Par Alexandre Fontaine Rousseau

I love talking about nothing. It is the only thing I know anything about.

- Oscar Wilde

C'est sur cette citation du célèbre dramaturge irlandais Oscar Wilde que se termine Breakfast on Pluto, le plus récent film du réalisateur irlandais Neil Jordan. La phrase, à elle seule, résume tout ce qu'il y a à dire sur le quinzième long-métrage de Jordan. Petite chronique frivole brassant à nouveau les principaux thèmes du Crying Game de 1993, à savoir la question de l'identité sexuelle et celle du terrorisme irlandais, Breakfast On Pluto est un film léger à prendre à la légère. Ceux qui s'attendaient à un coup de poing dans la lignée de The Butcher Boy, une première association des plus convaincantes entre Jordan et l'auteur Patrick McCabe, sont priés de réviser leurs attentes. Vaguement sulfureux mais somme toute très rangé, le film de Jordan a tout pour se mériter au Québec l'étiquette paresseuse de C.R.A.Z.Y. irlandais: l'obsession musicale y est, tout comme le thème de l'homosexualité placé dans le cadre d'un milieu conservateur.

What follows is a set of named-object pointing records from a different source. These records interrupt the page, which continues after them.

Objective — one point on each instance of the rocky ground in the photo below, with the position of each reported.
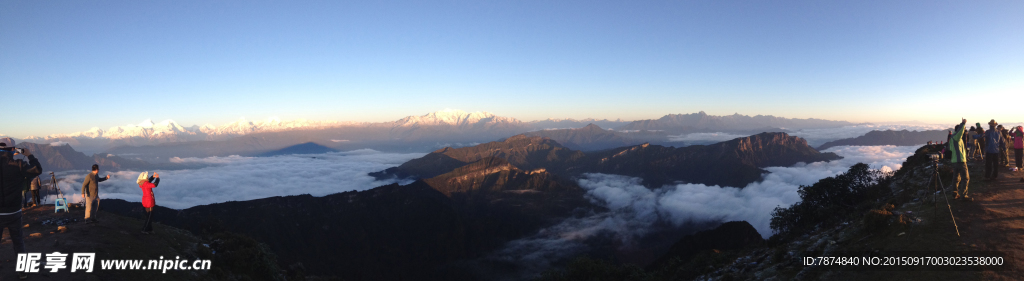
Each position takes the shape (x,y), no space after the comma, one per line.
(114,237)
(919,219)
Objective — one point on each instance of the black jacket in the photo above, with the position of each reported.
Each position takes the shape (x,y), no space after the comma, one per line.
(12,174)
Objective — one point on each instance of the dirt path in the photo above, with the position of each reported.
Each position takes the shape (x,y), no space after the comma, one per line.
(994,221)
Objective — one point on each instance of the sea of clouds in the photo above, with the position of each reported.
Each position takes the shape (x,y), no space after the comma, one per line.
(813,136)
(238,178)
(636,210)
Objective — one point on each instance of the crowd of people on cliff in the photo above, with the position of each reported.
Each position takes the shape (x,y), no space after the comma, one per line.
(19,186)
(990,147)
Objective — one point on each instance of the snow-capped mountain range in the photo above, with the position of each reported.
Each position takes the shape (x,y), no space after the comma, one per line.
(172,131)
(455,118)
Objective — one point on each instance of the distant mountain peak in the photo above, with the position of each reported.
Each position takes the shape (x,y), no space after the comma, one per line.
(454,118)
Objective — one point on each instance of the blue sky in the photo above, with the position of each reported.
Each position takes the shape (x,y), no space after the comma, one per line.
(85,64)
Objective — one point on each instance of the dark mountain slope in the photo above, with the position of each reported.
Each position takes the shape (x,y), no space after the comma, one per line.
(890,137)
(591,137)
(728,236)
(523,152)
(704,122)
(414,232)
(732,163)
(307,148)
(66,158)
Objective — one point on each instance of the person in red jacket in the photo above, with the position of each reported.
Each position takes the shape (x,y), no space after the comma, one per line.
(147,184)
(1018,135)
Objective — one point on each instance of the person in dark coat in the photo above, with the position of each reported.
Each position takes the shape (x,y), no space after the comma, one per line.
(12,174)
(90,191)
(993,141)
(147,184)
(36,184)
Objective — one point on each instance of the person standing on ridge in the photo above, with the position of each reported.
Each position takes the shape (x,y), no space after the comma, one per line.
(12,173)
(993,139)
(36,183)
(1005,148)
(90,191)
(1018,135)
(972,141)
(981,142)
(958,160)
(147,183)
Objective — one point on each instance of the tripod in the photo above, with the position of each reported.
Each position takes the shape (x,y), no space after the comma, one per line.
(936,182)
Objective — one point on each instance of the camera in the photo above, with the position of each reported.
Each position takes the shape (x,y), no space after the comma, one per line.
(12,150)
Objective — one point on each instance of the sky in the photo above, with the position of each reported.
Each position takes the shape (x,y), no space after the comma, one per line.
(83,64)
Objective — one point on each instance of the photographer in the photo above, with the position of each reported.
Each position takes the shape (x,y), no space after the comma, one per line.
(993,141)
(90,191)
(958,160)
(12,174)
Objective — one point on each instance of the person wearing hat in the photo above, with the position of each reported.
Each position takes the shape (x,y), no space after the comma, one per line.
(12,174)
(1005,149)
(1018,135)
(147,183)
(958,160)
(90,191)
(993,141)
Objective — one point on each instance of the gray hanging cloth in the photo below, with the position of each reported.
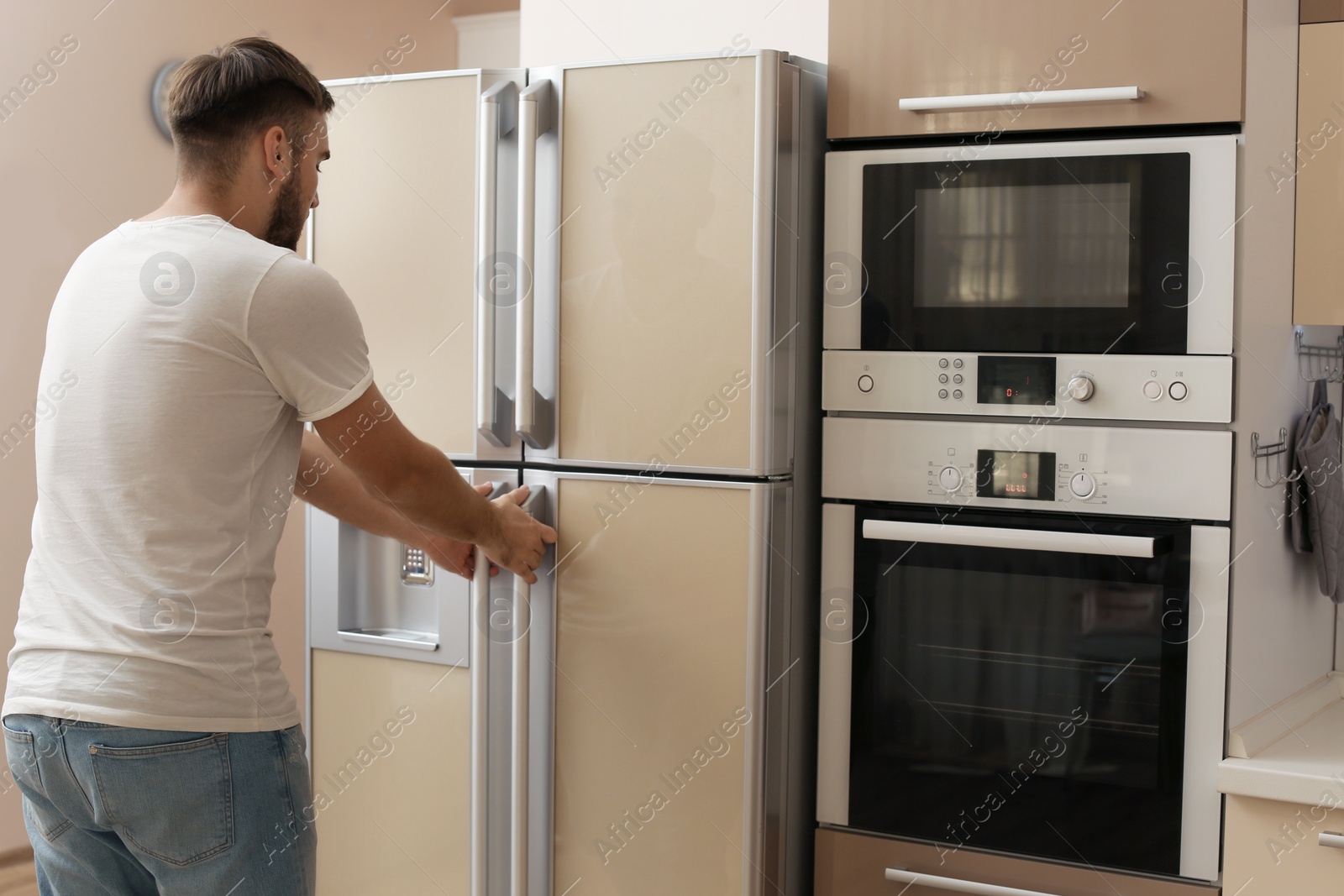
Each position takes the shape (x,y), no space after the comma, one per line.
(1297,496)
(1319,456)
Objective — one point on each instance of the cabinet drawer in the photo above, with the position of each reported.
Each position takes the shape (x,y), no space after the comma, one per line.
(1270,848)
(1186,56)
(855,866)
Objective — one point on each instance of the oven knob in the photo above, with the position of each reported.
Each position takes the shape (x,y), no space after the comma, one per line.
(1082,485)
(1081,389)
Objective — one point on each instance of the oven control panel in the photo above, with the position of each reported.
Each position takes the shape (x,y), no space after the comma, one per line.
(1030,465)
(1102,387)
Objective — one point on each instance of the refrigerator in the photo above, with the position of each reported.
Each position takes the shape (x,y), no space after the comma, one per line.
(601,281)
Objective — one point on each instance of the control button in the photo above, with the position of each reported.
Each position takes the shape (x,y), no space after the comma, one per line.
(1084,485)
(1081,389)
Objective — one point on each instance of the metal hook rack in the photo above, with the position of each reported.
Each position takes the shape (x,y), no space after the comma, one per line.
(1273,468)
(1320,362)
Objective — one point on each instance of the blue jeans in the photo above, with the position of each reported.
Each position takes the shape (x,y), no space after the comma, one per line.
(134,812)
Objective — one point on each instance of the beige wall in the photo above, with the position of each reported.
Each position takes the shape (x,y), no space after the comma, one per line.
(557,31)
(82,155)
(1283,629)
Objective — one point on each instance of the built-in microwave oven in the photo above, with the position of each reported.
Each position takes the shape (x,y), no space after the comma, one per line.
(1007,278)
(1023,640)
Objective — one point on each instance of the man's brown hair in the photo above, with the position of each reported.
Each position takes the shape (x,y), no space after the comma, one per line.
(222,100)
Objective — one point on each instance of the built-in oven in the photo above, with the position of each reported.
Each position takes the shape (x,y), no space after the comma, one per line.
(1023,640)
(1100,269)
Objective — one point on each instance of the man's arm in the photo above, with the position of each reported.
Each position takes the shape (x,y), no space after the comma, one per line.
(414,481)
(333,486)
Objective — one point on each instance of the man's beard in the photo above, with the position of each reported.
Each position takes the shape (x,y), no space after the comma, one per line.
(286,217)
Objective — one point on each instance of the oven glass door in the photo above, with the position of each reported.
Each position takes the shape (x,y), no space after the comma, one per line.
(1081,254)
(1023,699)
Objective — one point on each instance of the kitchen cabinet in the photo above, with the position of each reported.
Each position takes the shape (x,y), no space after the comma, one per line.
(386,734)
(1272,848)
(1187,60)
(1317,261)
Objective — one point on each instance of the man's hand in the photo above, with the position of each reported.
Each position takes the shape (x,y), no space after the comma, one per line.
(517,542)
(452,555)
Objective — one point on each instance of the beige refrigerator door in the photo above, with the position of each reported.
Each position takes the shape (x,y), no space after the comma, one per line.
(391,775)
(658,656)
(664,242)
(396,226)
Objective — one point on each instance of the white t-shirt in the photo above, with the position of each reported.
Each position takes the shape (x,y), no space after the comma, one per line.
(183,356)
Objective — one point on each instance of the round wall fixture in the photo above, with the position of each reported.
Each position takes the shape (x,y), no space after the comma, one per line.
(159,97)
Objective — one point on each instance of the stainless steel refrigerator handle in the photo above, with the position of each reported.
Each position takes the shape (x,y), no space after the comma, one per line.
(386,640)
(480,641)
(497,110)
(934,882)
(984,537)
(1041,97)
(534,506)
(533,414)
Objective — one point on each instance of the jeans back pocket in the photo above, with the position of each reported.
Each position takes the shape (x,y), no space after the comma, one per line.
(172,802)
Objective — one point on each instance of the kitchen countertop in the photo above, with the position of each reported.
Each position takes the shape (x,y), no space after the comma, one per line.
(1292,752)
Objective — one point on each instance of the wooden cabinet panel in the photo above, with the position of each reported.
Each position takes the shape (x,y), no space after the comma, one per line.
(1317,261)
(1270,849)
(1187,56)
(391,775)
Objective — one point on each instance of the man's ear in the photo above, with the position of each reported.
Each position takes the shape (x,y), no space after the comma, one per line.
(276,149)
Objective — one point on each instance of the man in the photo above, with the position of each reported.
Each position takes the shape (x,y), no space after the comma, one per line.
(147,720)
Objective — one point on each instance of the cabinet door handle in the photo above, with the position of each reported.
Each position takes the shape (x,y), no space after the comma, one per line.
(533,414)
(1331,839)
(1041,97)
(987,537)
(934,882)
(497,114)
(480,653)
(522,671)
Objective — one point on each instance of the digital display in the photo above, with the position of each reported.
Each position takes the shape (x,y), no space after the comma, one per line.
(1016,380)
(1015,474)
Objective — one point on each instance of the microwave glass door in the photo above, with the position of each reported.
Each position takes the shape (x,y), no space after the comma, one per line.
(1021,700)
(1079,254)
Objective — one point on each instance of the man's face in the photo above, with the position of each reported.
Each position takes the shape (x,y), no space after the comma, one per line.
(297,192)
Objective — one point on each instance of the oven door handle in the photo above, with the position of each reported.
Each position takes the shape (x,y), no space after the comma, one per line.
(987,100)
(984,537)
(934,882)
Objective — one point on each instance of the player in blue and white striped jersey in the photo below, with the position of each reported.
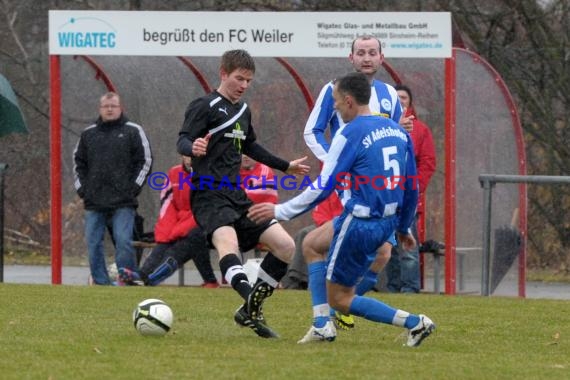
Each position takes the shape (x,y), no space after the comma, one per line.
(366,57)
(370,149)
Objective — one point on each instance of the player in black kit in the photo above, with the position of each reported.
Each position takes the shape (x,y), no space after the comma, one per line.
(217,130)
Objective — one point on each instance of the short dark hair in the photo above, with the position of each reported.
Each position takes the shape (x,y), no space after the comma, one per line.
(403,87)
(364,38)
(355,85)
(237,59)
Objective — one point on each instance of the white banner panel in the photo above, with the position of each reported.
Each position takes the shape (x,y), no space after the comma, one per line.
(263,34)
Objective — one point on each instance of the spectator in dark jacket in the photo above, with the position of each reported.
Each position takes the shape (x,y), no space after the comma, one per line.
(112,161)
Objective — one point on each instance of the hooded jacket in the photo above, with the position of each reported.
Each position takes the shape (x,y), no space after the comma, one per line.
(112,161)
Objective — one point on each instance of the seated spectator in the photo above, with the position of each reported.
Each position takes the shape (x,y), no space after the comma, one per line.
(178,236)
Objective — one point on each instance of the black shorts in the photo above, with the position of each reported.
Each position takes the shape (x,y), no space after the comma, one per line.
(213,209)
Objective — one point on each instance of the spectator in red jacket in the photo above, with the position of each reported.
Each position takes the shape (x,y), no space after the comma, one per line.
(178,236)
(403,269)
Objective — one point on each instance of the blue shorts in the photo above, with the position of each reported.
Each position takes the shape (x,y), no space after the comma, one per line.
(354,246)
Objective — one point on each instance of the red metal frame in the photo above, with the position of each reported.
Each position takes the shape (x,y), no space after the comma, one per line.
(450,172)
(55,153)
(55,168)
(99,73)
(521,161)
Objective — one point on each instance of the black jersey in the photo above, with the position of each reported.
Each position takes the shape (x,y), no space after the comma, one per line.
(232,134)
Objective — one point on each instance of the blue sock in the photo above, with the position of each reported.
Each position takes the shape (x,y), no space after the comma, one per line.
(368,281)
(374,310)
(318,288)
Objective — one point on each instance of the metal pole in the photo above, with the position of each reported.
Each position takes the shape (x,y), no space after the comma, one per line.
(181,275)
(3,168)
(486,259)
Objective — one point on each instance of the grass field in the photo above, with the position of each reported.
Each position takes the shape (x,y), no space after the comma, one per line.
(80,332)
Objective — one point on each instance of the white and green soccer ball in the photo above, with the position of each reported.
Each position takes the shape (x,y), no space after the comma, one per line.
(153,317)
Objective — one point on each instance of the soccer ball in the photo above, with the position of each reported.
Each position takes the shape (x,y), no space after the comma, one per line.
(152,317)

Autour du parcours de Patrick «Kitten» McBrady, un jeune homme efféminé né dans l'Irlande catholique des années 60, Neil Jordan présente encore une fois les déchirements socio-politiques de son pays de la perspective d'excentriques et de marginaux. Mais son film aspire surtout à raconter de façon extrêmement littéraire voire même romantique l'histoire de Kitten qui ira jusqu'à Londres pour retrouver sa mère. En découle malheureusement une construction épisodique subdivisant l'histoire en 36 chapitres, dont quelques-uns sont de trop, qui n'arrive pas à s'affranchir de la forme du roman de McCabe. Malgré quelques longueurs, Jordan arrive néanmoins à nous garder rivé à l'écran grâce à son talent de conteur remarquable et à son indéniable flair visuel.

La recette est bien connue et a fait ses preuves il y a bien longtemps: mélangeant en parts égales humour et drame, Breakfast On Pluto présente les expériences éprouvantes puis la rédemption de son personnage principal sur un ton doux-amer tempéré et senti. Ça fonctionne. Pour la surprise, on repassera. Mais on retient surtout du film son incroyable distribution. La performance marquante de Cillian Murphy en jeune travesti devrait confirmer une bonne fois pour toute son statut de chouchou du public et Liam Neeson s'avère égal à lui-même dans le rôle d'un prêtre catholique bouleversé par les frasques du jeune homme.

Quelques séquences s'avèrent sublimes: un splendide lien visuel unit le confessionnal du village natal de Kitten à l'isoloir d'un peep show londonien et l'intervention à quelques reprises de deux oiseaux un peu philosophes s'avère une touche franchement inspirée. Mais les mots d'Oscar Wilde résonnent malheureusement tout le long du film: Breakfast On Pluto est une bonne histoire bien racontée, point à la ligne. Ceux qui vont au cinéma pour se faire raconter la vie d'individus fictifs en auront pour leur argent. Mais le nouveau film de Neil Jordan demeure une expérience cinématographique plutôt vide.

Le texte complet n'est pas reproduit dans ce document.